Discussion of article "Neural networks made easy (Part 8): Attention mechanisms"


New article Neural networks made easy (Part 8): Attention mechanisms has been published:

In previous articles, we have already tested various options for organizing neural networks. We also considered convolutional networks borrowed from image processing algorithms. In this article, I suggest considering Attention Mechanisms, the appearance of which gave impetus to the development of language models.

When analyzing a candlestick symbol chart, we define trends and tendencies, as well as determine their trading ranges. It means, we select some objects from the general picture and focus our attention on them. We understand that objects affect the future price behavior. To implement such an approach, back in 2014 developers proposed the first algorithm which analyzes and highlights dependencies between the elements of the input and output sequences [8]. The proposed algorithm is called "Generalized Attention Mechanism". It was initially proposed for use in machine translation models using recurrent networks as a solution to the problem of long-term memory in the translation of long sentences. This approach significantly improved the results of the previously considered recurrent neural networks based on LSTM blocks [4].

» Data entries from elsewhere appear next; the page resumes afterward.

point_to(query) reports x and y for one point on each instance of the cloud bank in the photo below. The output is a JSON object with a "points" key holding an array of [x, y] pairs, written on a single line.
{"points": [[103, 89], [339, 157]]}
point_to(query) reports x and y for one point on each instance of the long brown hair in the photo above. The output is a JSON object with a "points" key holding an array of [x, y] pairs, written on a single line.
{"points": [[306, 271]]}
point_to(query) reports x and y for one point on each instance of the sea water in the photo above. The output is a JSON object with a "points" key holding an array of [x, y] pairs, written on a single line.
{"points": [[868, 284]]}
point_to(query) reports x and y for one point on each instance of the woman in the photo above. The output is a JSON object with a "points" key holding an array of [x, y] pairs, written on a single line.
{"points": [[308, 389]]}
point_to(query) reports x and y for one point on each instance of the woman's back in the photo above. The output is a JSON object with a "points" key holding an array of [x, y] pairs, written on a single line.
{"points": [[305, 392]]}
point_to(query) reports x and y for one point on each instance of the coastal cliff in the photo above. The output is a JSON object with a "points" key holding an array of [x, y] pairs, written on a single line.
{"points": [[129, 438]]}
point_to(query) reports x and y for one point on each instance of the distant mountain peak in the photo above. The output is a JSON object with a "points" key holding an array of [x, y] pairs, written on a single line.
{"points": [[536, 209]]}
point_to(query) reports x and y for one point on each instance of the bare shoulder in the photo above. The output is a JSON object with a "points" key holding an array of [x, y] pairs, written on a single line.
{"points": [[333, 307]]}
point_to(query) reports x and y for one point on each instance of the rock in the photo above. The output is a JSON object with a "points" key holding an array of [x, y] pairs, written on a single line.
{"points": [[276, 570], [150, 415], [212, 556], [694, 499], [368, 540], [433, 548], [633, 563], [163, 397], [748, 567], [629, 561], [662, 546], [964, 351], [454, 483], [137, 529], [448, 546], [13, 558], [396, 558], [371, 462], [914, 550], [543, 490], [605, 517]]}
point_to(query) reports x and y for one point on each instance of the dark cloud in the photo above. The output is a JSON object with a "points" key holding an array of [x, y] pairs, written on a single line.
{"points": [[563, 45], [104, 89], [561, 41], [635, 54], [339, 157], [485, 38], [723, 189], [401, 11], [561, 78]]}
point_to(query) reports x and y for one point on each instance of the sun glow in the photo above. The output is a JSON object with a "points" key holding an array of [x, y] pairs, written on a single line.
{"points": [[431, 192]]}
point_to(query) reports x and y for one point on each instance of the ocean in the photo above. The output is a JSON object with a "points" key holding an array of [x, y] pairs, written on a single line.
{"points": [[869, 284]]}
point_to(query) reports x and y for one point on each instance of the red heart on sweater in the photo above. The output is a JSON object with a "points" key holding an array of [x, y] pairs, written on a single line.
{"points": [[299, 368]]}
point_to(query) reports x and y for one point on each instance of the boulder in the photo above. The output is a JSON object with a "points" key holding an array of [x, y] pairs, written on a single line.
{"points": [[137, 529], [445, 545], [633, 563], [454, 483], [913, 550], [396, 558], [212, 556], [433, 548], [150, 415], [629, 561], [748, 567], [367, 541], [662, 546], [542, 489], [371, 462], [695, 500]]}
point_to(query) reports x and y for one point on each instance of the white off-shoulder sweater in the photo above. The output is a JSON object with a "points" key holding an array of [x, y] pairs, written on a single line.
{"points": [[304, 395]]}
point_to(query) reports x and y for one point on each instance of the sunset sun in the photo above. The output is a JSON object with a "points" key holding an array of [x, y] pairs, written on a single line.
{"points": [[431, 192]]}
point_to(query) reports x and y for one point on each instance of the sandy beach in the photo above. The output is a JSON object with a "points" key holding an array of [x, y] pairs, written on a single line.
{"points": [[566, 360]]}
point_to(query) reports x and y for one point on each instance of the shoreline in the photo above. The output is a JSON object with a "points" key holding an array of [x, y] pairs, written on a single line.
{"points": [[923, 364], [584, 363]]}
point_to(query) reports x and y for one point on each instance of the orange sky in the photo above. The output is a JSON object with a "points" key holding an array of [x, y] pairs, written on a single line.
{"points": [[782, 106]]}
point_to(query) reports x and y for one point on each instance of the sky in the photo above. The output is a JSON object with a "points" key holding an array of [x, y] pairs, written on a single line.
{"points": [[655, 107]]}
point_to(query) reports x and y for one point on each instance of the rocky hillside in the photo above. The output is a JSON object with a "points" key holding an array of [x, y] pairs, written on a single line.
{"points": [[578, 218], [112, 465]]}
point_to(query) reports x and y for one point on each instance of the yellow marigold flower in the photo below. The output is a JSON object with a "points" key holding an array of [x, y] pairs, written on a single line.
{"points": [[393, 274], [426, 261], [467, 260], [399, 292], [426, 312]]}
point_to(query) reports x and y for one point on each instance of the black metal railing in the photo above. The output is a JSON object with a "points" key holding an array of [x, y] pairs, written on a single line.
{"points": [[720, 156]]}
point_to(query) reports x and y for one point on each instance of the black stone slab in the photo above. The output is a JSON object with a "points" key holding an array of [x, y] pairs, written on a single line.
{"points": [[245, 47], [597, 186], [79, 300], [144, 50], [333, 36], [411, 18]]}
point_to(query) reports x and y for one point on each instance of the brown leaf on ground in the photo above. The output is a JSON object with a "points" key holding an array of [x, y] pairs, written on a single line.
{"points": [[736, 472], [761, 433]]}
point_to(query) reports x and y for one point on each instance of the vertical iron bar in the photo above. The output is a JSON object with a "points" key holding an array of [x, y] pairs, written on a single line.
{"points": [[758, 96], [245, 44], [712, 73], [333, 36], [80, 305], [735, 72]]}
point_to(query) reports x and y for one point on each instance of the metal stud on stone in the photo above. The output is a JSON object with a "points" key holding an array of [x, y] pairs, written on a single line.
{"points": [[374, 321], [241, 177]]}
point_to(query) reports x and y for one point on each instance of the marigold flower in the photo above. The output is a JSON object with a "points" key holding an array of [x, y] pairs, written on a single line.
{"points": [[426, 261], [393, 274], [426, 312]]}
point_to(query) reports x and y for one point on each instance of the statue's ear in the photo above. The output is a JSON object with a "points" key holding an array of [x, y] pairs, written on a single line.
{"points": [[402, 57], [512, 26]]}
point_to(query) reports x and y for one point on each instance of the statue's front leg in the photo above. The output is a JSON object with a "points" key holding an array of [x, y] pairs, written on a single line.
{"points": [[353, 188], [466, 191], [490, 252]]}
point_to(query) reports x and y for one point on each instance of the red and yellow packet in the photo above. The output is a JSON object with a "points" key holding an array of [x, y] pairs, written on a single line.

The classical machine translation model using recurrent networks consists of two blocks, Encoder and Decoder. The first block encodes the input sequence in the source language into a context vector, and the second block decodes the resulting context into a sequence of words in the target language. When the length of the input sequence increases, the influence of the first words on the final sentence context decreases. As a consequence, the quality of translation decreases. The use of LSTM blocks slightly increased the capabilities of the model, but still they remained limited. 

The authors of the general attention mechanism proposed using an additional layer to accumulate the hidden states of all recurrent blocks of the input sequence. Further, during sequence decoding, the mechanism should evaluate the influence of each element of the input sequence on the current word of the output sequence and suggest the most relevant part of the context to the decoder.

Author: Dmitriy Gizlyk